I pulled all the plugs and the starter. I found top dead center on cylinder #1 (closest to the radiator). I pulled all of the parts in the distributor including the base plate. I found fresh scratches on the tops of the counter weights and located a set screw that had fell down under the plate. After cleaning everything I put it back and replaced the insulator that isolated the brass stud on the distributor
When I checked for spark at the points, I had spark under the mounting plate. I will check that out today
 
Thanks for all the input. I failed to mention that I have replaced points and condensers along with with the coils. I admit that I am a shade tree mechanic and this no spark is beginning to drive me nuts. After reading everything I could on this subject, I went back further and started over.
I pulled all the plugs and the starter. I found top dead center on cylinder #1 (closest to the radiator). I pulled all of the parts in the distributor including the base plate. I found fresh scratches on the tops of the counter weights and located a set screw that had fell down under the plate. After cleaning everything I put it back and replaced the insulator that isolated the brass stud on the distributor
When I checked for spark at the points, I had spark under the mounting plate. I will check that out today
You want TDC on compression, not exhaust. Put thumb on spark plug hole to insure you are coming up on compression.
 
You want TDC on compression, not exhaust. Put thumb on spark plug hole to insure you are coming up on compression.

Learning that fact was a painfull lesson for me when I was 22. Ford 360 pickup engine.
I smoked the starter.
50 years later I haven't forgotten it :)
 
I am thank full you guys out there are covering my six. In fact I had the tractor on TDC of the exhaust stroke. I ordered an electric ignition kit. I twill be here Monday. I am keeping all of my old parts just in case I want to bang my head against the wall at a later date. Thanks to all for your input. I will update this thread after I complete the change out.
 
That sounds like a bad ground between the points and the engine block.
If that is the case changing to electronic ignition will do nothing to solve your problem.
I had that problem! The bolt coming thru the side of the distributor was grounding out.
The insulator on the bolt head inside had deteriorated. I cut a piece out of a plastic applesauce cup (I was using to hold bolts) and drilled a hole for the bolt. Still running strong.
Keith
 
What can I do to create a good ground. This is now becoming an issue that I will not be done with until I solve the problem. I spent the day going thru the distributor. I replaced the wire that feeds the points and made a new insulator from a piece of gasket material and installed it where the brass stud goes thru the side of the distributor. I pulled the starter and rotated the flywheel until the timing mark was visible in the access hole. Using the rotor as a guide I verified that the distributor cap and plug wires were set to 1,2,4,3 beginning at the radiator. Will continue tomorrow.
 
What can I do to create a good ground.
The first thing you need to do is quit jumping all over the place. Stop everything relax and start from the beginning.

Do you have a ohm meter.
Harbor freight has them for less than $5.

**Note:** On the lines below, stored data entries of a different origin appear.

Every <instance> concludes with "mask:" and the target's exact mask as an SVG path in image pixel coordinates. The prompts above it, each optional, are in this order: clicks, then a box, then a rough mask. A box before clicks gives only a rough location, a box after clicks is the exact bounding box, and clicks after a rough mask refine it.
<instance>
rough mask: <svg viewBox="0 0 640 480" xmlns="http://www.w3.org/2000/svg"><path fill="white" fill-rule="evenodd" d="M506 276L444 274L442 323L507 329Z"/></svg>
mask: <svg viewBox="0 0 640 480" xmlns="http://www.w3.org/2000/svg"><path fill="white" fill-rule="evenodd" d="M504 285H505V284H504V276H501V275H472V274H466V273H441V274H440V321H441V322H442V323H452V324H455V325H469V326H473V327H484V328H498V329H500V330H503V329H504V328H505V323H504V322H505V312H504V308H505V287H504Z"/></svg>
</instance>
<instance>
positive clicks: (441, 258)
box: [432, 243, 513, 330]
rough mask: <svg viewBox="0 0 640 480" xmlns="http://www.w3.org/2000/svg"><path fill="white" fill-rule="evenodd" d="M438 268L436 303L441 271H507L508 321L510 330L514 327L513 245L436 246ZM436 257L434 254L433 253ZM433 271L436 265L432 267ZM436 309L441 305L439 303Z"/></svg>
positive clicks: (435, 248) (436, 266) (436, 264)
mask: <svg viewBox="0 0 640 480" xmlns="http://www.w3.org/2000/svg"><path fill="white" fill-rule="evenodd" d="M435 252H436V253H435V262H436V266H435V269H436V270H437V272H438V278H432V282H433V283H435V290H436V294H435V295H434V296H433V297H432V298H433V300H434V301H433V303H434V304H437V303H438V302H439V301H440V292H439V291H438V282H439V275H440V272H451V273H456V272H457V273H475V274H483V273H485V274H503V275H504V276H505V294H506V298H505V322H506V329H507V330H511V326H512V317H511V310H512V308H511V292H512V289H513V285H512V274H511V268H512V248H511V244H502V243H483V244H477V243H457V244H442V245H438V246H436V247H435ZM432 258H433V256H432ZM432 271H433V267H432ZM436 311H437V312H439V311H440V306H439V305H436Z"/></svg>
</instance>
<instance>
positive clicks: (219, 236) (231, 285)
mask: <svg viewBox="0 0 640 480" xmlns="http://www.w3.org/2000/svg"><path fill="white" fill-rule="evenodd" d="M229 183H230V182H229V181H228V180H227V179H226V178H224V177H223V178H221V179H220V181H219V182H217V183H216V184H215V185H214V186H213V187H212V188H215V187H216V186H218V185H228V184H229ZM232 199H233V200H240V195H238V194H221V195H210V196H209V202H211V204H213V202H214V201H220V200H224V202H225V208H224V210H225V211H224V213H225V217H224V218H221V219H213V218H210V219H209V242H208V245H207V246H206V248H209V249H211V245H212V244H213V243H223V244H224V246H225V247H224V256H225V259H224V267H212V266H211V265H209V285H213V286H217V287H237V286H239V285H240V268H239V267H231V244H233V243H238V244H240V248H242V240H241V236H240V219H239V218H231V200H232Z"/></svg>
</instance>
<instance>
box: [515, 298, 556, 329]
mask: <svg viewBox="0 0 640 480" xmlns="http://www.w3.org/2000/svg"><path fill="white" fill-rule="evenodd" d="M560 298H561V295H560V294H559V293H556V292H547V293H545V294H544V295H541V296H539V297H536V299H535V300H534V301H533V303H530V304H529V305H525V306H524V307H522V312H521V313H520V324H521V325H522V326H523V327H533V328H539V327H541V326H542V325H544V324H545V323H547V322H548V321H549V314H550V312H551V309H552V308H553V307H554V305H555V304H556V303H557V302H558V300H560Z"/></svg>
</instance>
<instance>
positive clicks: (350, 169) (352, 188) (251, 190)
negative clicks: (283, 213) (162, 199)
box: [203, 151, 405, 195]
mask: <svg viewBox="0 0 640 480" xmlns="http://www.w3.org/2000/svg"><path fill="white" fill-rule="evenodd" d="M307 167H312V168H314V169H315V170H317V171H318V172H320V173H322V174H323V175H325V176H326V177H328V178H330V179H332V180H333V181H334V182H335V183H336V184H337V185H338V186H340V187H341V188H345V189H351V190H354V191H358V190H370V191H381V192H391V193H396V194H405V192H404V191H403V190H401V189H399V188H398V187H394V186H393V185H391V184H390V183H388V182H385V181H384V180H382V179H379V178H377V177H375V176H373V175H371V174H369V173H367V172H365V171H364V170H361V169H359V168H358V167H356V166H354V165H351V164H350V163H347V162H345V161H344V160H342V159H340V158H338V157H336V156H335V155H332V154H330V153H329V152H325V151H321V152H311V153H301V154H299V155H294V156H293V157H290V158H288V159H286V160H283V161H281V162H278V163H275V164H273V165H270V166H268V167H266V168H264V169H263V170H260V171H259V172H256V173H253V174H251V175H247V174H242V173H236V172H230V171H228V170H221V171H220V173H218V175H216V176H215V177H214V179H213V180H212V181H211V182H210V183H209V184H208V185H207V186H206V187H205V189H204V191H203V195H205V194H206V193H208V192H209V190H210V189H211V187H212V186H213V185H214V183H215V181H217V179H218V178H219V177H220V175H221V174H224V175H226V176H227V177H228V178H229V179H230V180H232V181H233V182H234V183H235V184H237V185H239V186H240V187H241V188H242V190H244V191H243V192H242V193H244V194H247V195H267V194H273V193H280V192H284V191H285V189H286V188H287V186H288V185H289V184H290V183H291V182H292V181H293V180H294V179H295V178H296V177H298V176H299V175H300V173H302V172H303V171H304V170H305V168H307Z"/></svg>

Hook one end of the ohm meter to battery ground.
Turn the motor till the points are open
Touch the other end of meter to points mounting plate. You should show a connection with the ohm meter.
If no connection trace it down to you find a good ground connection.
The point mounting plate
The advance weight
The center shaft
The engine block.
Once you find a good ground work back to the points to clean and get the ground to the points base.

Now that the points have a good ground it is time to start on power side.
With points still open take the wire off coil and check for ground.
You should not have a ground here.

Now take the ohm meter wire off battery and touch one end to wire off coil and one end to points on the side that moves.
You should have a connection here.
This all will tell you the wire from coil to points is good and not grounding out.
Once all this is done we know the distributor is good so far.

Now it is time to check for spark.
Rotate motor till points are closed.
Connect distributor wire back on coil.
With key on open and close points with something plastic as not to cause a short.
A toothpick works well for this.
You should get a spark out of the coil center wire every time you open points.

This concludes the primary circuit.
Post your findings or when you get this far and I will walk you through the secondary circuit.
 
Who says you can't treat an old dog new tricks! John in LA , Your step by step instructions did the trick. If you are not already writing books to help people like me "That know just enough to be dangerous" Then you should be. Keith from Ohio was dead on with his advice The brass bolt that goes thru distributor was shorting out the wire coming from the coil. I ran a single wire from the minus side of the coil directly to the points I ended up running a 2nd wire to the plus side of the coil, that was fed from the "I" terminal on the starter relay. She fired right up Thanks to all for your input.
 
You are welcome
Glad I could help

Back in the 70’s when I was in USAF mechanics school we had a week of working on just such problems.
The first part of the week you had to get a motor running and the second part of the week you did things to the motor so it would not run for the next class to fix.
Things like putting clear scotch tape under the points so the points could not ground were common.